Natalia Stachon – All That Is Solid Melts Into Air
October 31 - January 15, 2010
'When the fact fails him, he questions his senses / when the fact fails me, I approve my senses'
The artist Natalia Stachon engraved this passage from a poem by the British poet Robert Graves into two of the elements in Thinking, a group of sculptures. At first glance, one does not notice them. As if to protect them against possible injury, the texts are hidden in the deeper layers of the sculptures, which consist of fifty two-meter-tall Plexiglas stelae distributed among the two rooms of the exhibition space. The stelae leaning on the wall and assembled on the floor appear to be waiting for something. But for what exactly?
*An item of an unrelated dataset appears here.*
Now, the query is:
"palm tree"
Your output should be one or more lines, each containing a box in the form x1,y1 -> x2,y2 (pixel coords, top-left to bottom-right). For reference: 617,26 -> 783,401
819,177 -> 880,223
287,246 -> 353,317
The lines from the poem suggest it, but a possible answer only emerges during the time the viewer dedicates to the interplay between Thinking and the other elements of the exhibition: both the form of the objects and installations made of Plexiglas, drywall, and copper and their arrangement in the space results in a vexingly provisional atmosphere. Everything suggests that all the constellations could shift at any moment. Do the individual objects fuse into a large context? Do the pencil drawings titled Territories turn out to be plans for an architecture of the future? Yet the opposite course would be conceivable as well: the sculptures can slip and break, then someone would come to sweep up the shards and remnants of copper and thus remove the last remaining elements of a building that is breaking down. Stachon’s works revolve around the brief moment in which everything seems possible: the time in which emerging and disappearing hold hands like twins.
This is the second solo exhibition by the artist at the Loock Galerie, the sequel to the exhibition for the opening of its new gallery spaces last year. In coming months her works will be shown at the Pinakothek der Moderne in Munich and at the Galleria Leme in São Paulo, Brazil.
Natalia Stachon (b. 1976 in Katowice, Poland) lives and works in Berlin.